Why Telling Stories is Important

Telling stories and using personal examples is important when we speak. When we tell stories, our audience is emotionally engaged and can relate to them. Since we were children, we have learned lessons from stories. Everything from fairy tales to religious texts, they all had an emphasized point that we grew from.

People who give business presentations may think that they will lose credibility if they get ‘sidetracked’ with a story but that is not the case. In fact the impact of your presentation will grow. After all, people may not remember every detail of your story, but they’ll remember how you made them feel. 


Stories are also a powerful form of persuasion, especially if you use your client as an example. When doing this, follow the simple formula of point-story-point.

For instance, let’s say a pharmaceutical representative gives a presentation on a new cancer drug.
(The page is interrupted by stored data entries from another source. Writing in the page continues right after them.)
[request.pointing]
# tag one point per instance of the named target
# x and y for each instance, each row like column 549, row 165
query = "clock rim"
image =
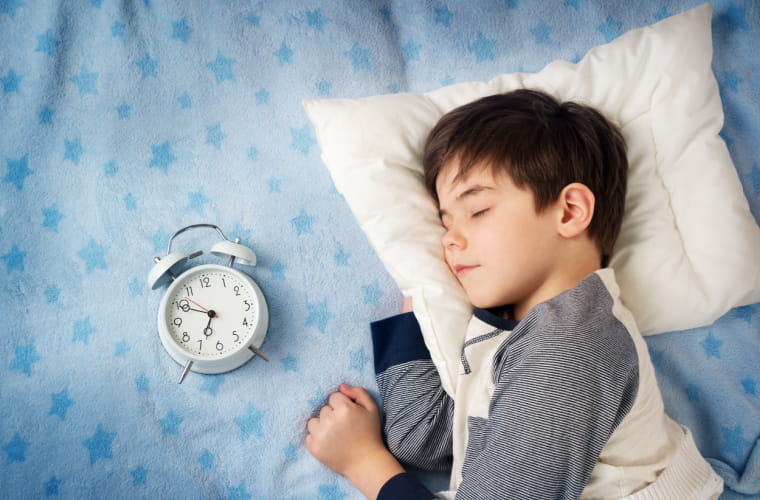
column 231, row 360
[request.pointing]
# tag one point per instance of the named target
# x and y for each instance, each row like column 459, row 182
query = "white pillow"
column 689, row 246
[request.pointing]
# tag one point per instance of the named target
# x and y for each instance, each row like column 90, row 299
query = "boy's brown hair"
column 543, row 145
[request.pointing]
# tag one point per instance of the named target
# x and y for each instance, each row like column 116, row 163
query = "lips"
column 462, row 269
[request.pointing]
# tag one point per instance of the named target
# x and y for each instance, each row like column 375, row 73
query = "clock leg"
column 188, row 365
column 258, row 352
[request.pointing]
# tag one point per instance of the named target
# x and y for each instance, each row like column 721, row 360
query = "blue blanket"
column 121, row 122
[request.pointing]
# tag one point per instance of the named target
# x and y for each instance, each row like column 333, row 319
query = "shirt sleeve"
column 404, row 486
column 418, row 412
column 554, row 407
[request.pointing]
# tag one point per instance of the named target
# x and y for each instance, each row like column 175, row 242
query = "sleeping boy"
column 556, row 394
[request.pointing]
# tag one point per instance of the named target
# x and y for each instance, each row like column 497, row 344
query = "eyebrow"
column 469, row 192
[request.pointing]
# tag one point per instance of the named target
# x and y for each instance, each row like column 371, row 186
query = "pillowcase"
column 688, row 246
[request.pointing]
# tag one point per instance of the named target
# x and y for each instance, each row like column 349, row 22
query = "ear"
column 576, row 204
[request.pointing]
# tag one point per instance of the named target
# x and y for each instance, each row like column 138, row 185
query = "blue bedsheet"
column 121, row 122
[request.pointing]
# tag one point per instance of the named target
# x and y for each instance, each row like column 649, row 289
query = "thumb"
column 358, row 395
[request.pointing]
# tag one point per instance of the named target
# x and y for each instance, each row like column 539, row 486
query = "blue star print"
column 52, row 217
column 302, row 223
column 734, row 442
column 46, row 43
column 170, row 424
column 331, row 492
column 734, row 18
column 14, row 260
column 26, row 356
column 16, row 449
column 443, row 16
column 542, row 32
column 211, row 384
column 319, row 315
column 52, row 293
column 11, row 82
column 284, row 54
column 316, row 19
column 302, row 139
column 372, row 293
column 215, row 136
column 46, row 116
column 610, row 29
column 238, row 493
column 197, row 201
column 359, row 57
column 482, row 48
column 139, row 476
column 52, row 486
column 206, row 460
column 250, row 423
column 290, row 363
column 99, row 445
column 124, row 111
column 180, row 30
column 94, row 256
column 411, row 50
column 83, row 330
column 711, row 345
column 74, row 150
column 148, row 66
column 162, row 156
column 222, row 68
column 18, row 171
column 143, row 383
column 86, row 81
column 122, row 349
column 61, row 404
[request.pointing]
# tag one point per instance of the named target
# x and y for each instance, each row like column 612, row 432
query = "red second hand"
column 204, row 309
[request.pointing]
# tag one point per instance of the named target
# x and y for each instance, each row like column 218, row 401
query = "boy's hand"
column 347, row 438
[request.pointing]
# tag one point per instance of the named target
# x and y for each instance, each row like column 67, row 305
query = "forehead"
column 451, row 177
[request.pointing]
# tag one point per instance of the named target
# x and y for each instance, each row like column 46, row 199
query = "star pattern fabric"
column 121, row 122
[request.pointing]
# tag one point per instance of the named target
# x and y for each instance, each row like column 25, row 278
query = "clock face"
column 212, row 311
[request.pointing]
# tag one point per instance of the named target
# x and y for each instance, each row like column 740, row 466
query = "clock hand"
column 203, row 309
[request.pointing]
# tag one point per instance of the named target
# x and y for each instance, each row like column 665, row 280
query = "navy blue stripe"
column 397, row 340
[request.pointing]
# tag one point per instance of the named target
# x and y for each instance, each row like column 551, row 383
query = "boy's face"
column 500, row 249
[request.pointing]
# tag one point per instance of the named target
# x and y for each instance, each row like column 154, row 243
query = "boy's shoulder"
column 578, row 324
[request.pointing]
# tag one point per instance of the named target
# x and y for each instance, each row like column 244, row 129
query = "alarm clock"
column 212, row 318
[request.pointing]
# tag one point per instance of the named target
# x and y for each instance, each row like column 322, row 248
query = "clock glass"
column 212, row 312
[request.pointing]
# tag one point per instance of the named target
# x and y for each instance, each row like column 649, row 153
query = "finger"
column 358, row 395
column 338, row 399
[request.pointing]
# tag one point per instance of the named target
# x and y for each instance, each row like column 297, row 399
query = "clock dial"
column 212, row 313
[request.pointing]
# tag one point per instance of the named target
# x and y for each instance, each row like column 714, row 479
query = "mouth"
column 462, row 269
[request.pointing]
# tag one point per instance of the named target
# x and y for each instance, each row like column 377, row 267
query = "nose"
column 453, row 238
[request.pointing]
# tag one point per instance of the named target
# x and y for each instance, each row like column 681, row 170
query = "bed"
column 123, row 122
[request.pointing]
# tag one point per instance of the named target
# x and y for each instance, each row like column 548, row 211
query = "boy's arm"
column 418, row 412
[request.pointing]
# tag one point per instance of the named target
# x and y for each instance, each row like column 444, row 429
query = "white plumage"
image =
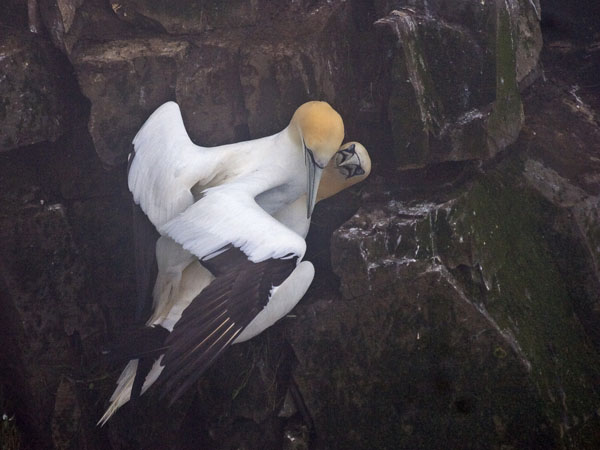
column 203, row 199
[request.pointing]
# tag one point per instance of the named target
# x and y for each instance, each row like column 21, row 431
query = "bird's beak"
column 314, row 173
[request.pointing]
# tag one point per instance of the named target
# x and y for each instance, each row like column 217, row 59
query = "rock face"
column 32, row 98
column 456, row 299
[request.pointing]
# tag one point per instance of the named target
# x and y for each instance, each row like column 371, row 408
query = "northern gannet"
column 350, row 165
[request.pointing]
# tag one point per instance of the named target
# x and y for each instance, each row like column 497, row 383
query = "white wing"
column 166, row 165
column 229, row 215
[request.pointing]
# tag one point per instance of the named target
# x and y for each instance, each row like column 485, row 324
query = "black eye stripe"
column 312, row 157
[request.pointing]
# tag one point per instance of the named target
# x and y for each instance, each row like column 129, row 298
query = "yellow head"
column 321, row 131
column 350, row 165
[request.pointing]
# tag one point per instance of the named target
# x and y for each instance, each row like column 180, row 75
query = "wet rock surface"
column 456, row 298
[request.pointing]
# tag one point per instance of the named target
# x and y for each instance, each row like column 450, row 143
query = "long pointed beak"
column 313, row 179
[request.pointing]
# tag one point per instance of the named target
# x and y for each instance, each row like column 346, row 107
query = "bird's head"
column 321, row 131
column 350, row 165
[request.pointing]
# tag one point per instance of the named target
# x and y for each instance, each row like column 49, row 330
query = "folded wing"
column 217, row 317
column 166, row 164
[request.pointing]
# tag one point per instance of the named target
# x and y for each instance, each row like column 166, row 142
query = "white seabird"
column 350, row 165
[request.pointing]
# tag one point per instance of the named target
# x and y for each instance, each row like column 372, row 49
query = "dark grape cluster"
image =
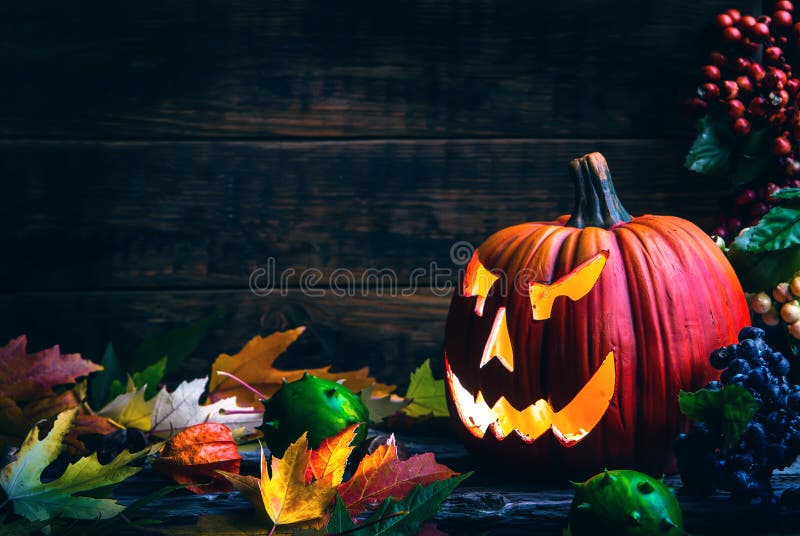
column 770, row 441
column 750, row 83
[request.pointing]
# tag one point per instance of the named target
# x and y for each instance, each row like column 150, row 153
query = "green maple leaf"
column 426, row 394
column 397, row 518
column 21, row 479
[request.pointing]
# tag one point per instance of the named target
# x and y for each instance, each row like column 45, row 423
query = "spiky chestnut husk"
column 320, row 407
column 624, row 502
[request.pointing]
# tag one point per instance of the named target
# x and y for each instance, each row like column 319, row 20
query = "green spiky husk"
column 320, row 407
column 624, row 502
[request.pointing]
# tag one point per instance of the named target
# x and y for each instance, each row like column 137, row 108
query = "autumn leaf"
column 130, row 409
column 26, row 376
column 381, row 404
column 426, row 394
column 254, row 365
column 194, row 455
column 383, row 474
column 285, row 493
column 397, row 518
column 180, row 409
column 37, row 502
column 330, row 459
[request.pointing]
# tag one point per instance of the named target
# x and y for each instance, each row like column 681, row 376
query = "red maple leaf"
column 24, row 376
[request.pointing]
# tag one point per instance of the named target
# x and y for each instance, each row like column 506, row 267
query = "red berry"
column 760, row 30
column 744, row 83
column 723, row 20
column 758, row 209
column 775, row 78
column 735, row 108
column 773, row 54
column 733, row 225
column 745, row 197
column 758, row 107
column 780, row 147
column 747, row 22
column 742, row 64
column 782, row 19
column 708, row 91
column 710, row 72
column 729, row 89
column 731, row 35
column 778, row 119
column 777, row 98
column 718, row 59
column 698, row 105
column 756, row 72
column 741, row 127
column 769, row 193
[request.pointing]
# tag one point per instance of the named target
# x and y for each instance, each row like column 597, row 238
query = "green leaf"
column 101, row 382
column 426, row 394
column 62, row 497
column 340, row 520
column 151, row 376
column 757, row 271
column 754, row 157
column 417, row 507
column 787, row 193
column 778, row 229
column 711, row 152
column 176, row 344
column 728, row 410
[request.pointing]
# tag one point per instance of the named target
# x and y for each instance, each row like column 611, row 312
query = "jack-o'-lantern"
column 568, row 344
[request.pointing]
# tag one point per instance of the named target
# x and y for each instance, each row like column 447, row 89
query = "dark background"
column 154, row 153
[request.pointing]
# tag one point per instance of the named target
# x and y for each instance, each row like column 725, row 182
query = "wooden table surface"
column 488, row 503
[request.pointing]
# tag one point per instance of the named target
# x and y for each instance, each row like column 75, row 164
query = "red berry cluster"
column 755, row 93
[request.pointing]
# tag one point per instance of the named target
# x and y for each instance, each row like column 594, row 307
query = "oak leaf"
column 38, row 502
column 254, row 365
column 382, row 474
column 426, row 394
column 26, row 376
column 286, row 493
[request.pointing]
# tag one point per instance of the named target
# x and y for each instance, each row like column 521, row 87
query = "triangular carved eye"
column 574, row 285
column 477, row 282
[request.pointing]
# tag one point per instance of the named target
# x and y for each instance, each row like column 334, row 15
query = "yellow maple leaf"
column 254, row 365
column 300, row 486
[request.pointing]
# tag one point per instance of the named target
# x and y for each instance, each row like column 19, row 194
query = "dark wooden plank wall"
column 153, row 154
He should start his speech with his point:

What we do and what we sell everyday matters! 

Then comes the story.

A former patient of mine is now cancer free thanks to this medication. She has overcome her struggle and I feel partly responsible for introducing it to her. She will now live a full and happy life. 

There will be more details and emotions in the story of course, but you get the gist. At last, end it with the point again to really seal the deal with your clients.

So don’t just think of yourself as a sales rep because what we do everyday saves lives and changes lives!

Stories should be used not just in formal presentations but also in sales calls, during staff meetings, on conference calls, in webinars, when pitching to clients and in most communication situations.

Telling stories keeps the audience engaged, emotionally connected, and helps them remember your message.